Background: Ropivacaine and levobupivacaine have been introduced into obstetric analgesic practice with the proposed advantages of causing less motor block and toxicity compared with bupivacaine. However, it is still controversial whether both anesthetics are associated with any clinical benefit relative to bupivacaine for labor analgesia. This study aimed to compare the analgesic efficacy, motor block and side effects of bupivacaine, ropivacaine and levobupivacaine at lower concentrations for patient-controlled epidural labor analgesia.

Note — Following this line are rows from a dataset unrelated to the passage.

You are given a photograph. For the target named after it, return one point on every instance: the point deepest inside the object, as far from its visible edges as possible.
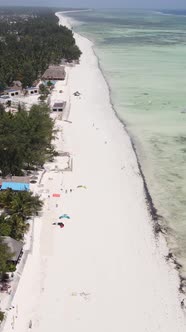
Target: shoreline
(157, 227)
(104, 270)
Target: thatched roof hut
(54, 73)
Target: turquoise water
(143, 56)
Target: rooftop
(19, 179)
(54, 72)
(59, 104)
(32, 88)
(12, 90)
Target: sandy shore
(103, 271)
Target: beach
(104, 270)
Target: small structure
(13, 92)
(58, 107)
(5, 100)
(16, 186)
(17, 84)
(16, 248)
(32, 90)
(54, 73)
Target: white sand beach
(104, 271)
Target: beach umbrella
(82, 187)
(33, 177)
(56, 195)
(64, 216)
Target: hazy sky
(177, 4)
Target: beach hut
(13, 92)
(32, 90)
(5, 100)
(16, 186)
(58, 107)
(54, 73)
(16, 248)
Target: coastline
(104, 270)
(157, 227)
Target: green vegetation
(25, 139)
(17, 207)
(25, 143)
(44, 91)
(29, 43)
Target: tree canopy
(29, 43)
(25, 139)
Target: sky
(166, 4)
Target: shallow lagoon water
(143, 56)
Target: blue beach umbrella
(64, 216)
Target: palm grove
(29, 43)
(27, 47)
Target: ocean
(143, 57)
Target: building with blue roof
(16, 186)
(13, 92)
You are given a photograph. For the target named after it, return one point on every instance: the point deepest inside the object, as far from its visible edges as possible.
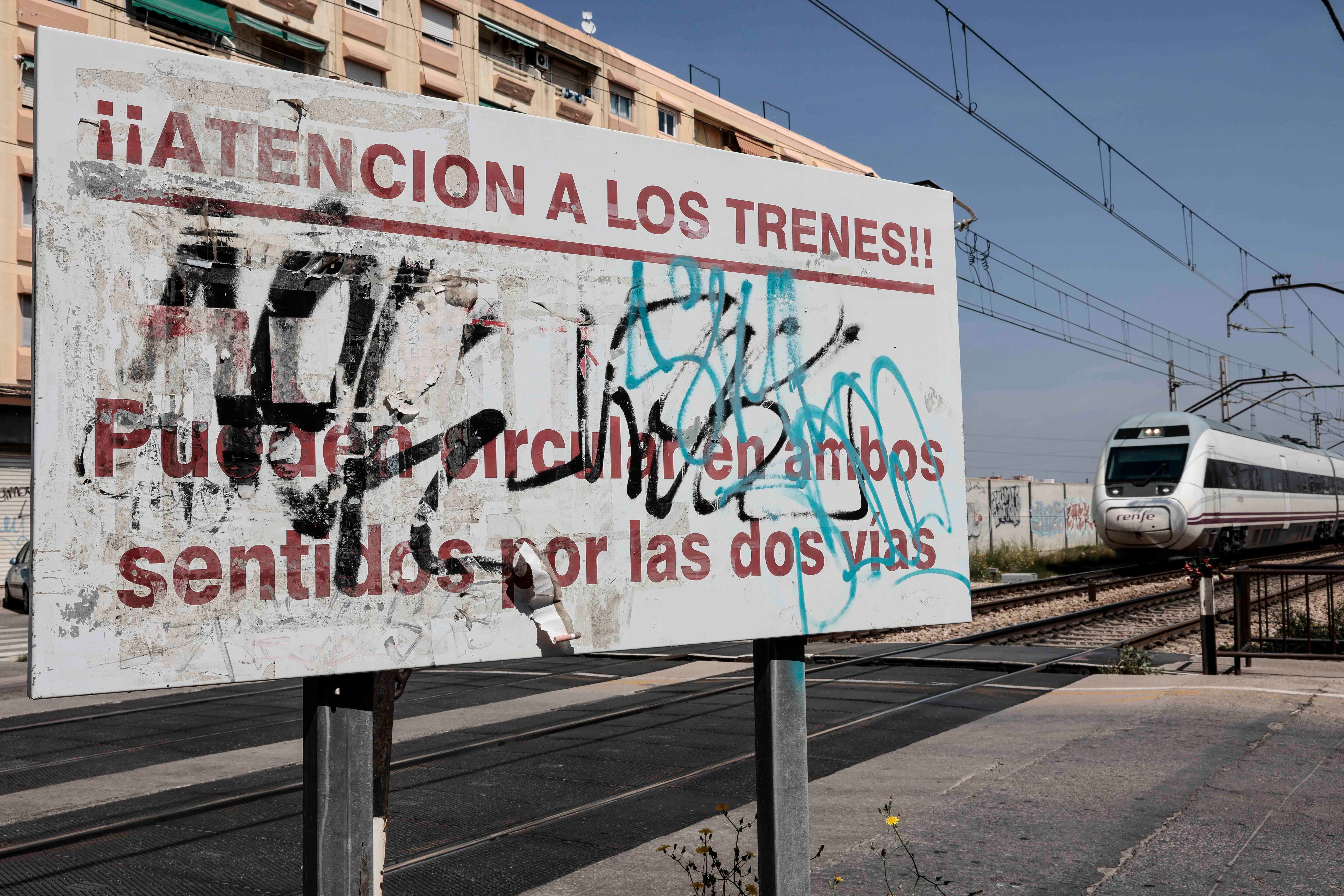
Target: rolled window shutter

Methods: Four hundred and fifty nulliparous parturients were enrolled in this randomized clinical trial. A concentration of 0.05%, 0.075%, 0.1%, 0.125% or 0.15% of either bupivacaine (Group B), ropivacaine (Group R) or levobupivacaine (Group L) with sufentanil 0.5 microg/ml was epidurally administered by patient-controlled analgesia mode. Effective analgesia was defined as a visual analogue scale score was <or=30 mm. The relative median potency for each local anesthetic was calculated using a probit regression model. Parturients demographics, sensory and motor blockade, obstetric data, maternal side effects, hourly volumes of local anesthetic used, and others were also noted.

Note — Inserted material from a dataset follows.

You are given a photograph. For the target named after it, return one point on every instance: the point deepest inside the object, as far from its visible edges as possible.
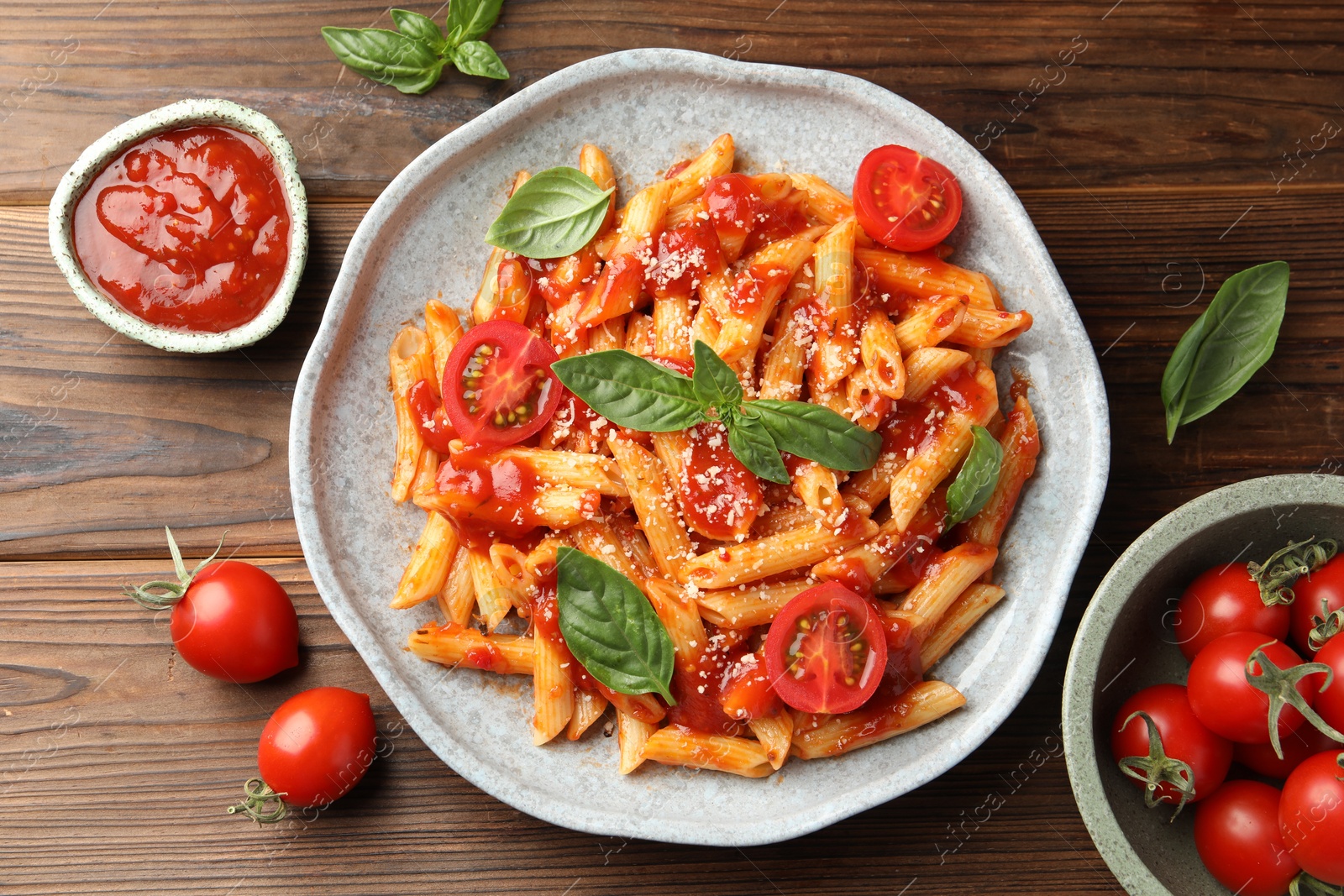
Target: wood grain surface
(1178, 143)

Results: There were no significant differences among groups in the numbers of effective analgesia, pain scores, hourly local anesthetic amount used, sensory and motor blockade, labor duration and mode of delivery, side effects and maternal satisfaction (P>0.05). The relative median potency was bupivacaine/ropivacaine: 0.828 (0.602-1.091), bupivacaine/levobupivacaine: 0.845 (0.617-1.12), ropivacaine/levobupivacaine: 1.021 (0.774-1.354), respectively. However, a significantly less number of effective analgesia and higher hourly local anesthetic use were observed in the concentration of 0.05% than those of >or=0.1% within each group (P<0.05).
Conclusions: Using patient-controlled epidural analgesia, lower concentrations of bupivacaine, ropivacaine and levobupivacaine with sufentanil produce similar analgesia and motor block and safety for labor analgesia. The analgesic efficacy mainly depends on the concentration rather than the type of anesthetics.